Las autoridades panameñas enfatizaron que la prioridad absoluta de la misión será la búsqueda de sobrevivientes. Para optimizar los recursos y el tiempo, se mantiene una coordinación previa con las autoridades venezolanas. El objetivo de esta gestión es la asignación estratégica de zonas de trabajo, evitando así que se dupliquen los esfuerzos con los equipos de asistencia de otros países que también han manifestado su intención de ayudar a la nación afectada.
En cuanto a la logística de ingreso, Omar Smith, director del Sinaproc, explicó que existe una comunicación permanente entre la Cancillería panameña, la Embajada de Panamá en Venezuela y las autoridades locales del país suramericano. Esta coordinación es vital para definir la ruta de acceso del contingente, ya que el aeropuerto internacional de Maiquetía presenta afectaciones operativas derivadas del sismo, lo que complica el flujo normal de vuelos y suministros.
Paralelamente a la misión de rescate, se ha activado una red de apoyo civil en la Ciudad de Panamá. La Alcaldía de Panamá, en conjunto con la Oficina de la Primera Dama, liderada por Maricel Cohen, han habilitado centros de acopio estratégicos en el Parque Omar. Estos espacios han sido destinados a recibir donaciones del sector ciudadano para ser enviadas a la población venezolana damnificada. Entre los insumos calificados como prioritarios por las autoridades se encuentran agua embotellada, leche en polvo, pañales, medicamentos, frazadas y diversos tipos de alimentos secos.
Por otro lado, la ministra Dinoska Montalvo informó que el Gobierno continúa recopilando datos precisos sobre la situación de los ciudadanos panameños que podrían encontrarse en territorio venezolano al momento de los sismos. Para ello, se mantiene un canal de comunicación constante con la Cancillería para verificar el estado de los connacionales y brindar la asistencia necesaria en caso de ser requerida.
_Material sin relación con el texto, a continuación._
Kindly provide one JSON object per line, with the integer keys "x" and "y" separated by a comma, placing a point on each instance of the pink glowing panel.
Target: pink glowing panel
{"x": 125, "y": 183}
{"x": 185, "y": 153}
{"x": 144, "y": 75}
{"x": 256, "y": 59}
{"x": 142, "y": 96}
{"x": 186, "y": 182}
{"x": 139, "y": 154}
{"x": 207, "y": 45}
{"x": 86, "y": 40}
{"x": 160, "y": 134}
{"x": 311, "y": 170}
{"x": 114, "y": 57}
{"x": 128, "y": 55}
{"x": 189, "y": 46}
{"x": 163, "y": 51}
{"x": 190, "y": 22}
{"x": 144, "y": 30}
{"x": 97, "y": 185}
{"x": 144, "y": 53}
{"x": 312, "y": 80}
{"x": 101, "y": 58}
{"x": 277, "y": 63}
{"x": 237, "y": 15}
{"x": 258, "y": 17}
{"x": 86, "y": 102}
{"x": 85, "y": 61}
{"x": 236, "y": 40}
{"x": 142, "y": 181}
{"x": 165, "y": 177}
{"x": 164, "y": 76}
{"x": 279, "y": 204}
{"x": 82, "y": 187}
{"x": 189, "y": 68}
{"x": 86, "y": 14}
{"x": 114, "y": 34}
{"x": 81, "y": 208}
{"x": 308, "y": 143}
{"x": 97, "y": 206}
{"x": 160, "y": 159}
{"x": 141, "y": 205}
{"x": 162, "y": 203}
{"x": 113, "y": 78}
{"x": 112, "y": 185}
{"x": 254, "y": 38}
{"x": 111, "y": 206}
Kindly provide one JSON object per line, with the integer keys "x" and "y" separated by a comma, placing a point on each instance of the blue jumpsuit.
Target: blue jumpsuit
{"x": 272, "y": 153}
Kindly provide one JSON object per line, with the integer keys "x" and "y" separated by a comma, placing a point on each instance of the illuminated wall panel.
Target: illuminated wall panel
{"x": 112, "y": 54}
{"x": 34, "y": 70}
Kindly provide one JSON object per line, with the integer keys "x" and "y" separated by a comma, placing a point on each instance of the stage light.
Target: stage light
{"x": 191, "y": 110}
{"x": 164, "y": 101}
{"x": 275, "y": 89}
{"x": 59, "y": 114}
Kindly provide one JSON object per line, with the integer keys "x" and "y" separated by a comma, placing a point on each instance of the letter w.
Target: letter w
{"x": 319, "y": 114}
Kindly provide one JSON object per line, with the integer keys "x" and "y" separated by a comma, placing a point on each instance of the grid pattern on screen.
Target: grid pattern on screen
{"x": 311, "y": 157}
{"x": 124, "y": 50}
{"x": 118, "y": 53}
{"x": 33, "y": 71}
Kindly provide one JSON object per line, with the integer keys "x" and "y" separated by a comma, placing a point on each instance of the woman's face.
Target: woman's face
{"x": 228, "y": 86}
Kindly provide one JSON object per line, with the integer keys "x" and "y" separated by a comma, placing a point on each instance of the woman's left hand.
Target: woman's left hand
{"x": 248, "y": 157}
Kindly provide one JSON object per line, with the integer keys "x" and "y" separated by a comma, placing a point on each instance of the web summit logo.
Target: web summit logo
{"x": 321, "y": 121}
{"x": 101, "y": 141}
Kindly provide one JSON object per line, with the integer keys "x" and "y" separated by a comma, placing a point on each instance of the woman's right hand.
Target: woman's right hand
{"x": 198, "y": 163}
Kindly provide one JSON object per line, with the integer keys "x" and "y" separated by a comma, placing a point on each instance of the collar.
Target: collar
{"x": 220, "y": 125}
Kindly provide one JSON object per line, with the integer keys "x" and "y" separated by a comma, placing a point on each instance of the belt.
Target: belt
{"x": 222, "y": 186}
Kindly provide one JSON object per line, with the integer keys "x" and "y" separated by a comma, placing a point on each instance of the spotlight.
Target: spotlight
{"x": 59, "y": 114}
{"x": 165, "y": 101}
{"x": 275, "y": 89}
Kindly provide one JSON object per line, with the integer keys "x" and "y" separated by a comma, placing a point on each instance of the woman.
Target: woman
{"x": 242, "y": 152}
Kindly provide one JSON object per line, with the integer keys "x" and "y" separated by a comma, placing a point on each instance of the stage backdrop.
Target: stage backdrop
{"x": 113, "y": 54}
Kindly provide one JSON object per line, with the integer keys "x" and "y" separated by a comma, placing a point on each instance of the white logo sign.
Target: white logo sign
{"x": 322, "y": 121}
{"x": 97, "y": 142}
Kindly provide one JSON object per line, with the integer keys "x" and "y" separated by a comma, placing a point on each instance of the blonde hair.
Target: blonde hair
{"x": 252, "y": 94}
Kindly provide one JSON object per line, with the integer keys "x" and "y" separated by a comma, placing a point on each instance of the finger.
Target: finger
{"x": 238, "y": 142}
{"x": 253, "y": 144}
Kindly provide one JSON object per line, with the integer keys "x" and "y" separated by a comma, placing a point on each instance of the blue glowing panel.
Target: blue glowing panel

En cuanto al panorama en Venezuela, reportes periodísticos indican que el país comienza a recuperar la calma de manera gradual, aunque el sentimiento de temor y la cautela predominan entre los habitantes tras los intensos sismos registrados el pasado miércoles 24 de junio. El saldo provisional de la tragedia, según datos proporcionados por el ministro para la Salud, Carlos Alvarado, es de 235 fallecidos y aproximadamente 4,300 personas heridas.
Los movimientos telúricos fueron percibidos con gran intensidad en los estados de Trujillo, Carabobo, Yaracuy, Aragua y Miranda. No obstante, el impacto más severo, tanto en términos de pérdidas humanas como de daños materiales, se concentró en la capital, Caracas, y en el estado de La Guaira.
Desde el punto de vista sismológico, el evento fue descrito como poco frecuente por el Servicio Geológico de Estados Unidos, debido a que ocurrieron dos terremotos con una diferencia de apenas 39 segundos, un fenómeno reconocido como uno de los más peligrosos en esta disciplina. Por su magnitud, ambos eventos superaron el terremoto registrado el 29 de julio de 1967, el cual tuvo una magnitud de 6,5 y fue considerado, hasta entonces, como uno de los más severos de la historia reciente de Venezuela, según la Fundación Venezolana de Investigaciones Sismológicas.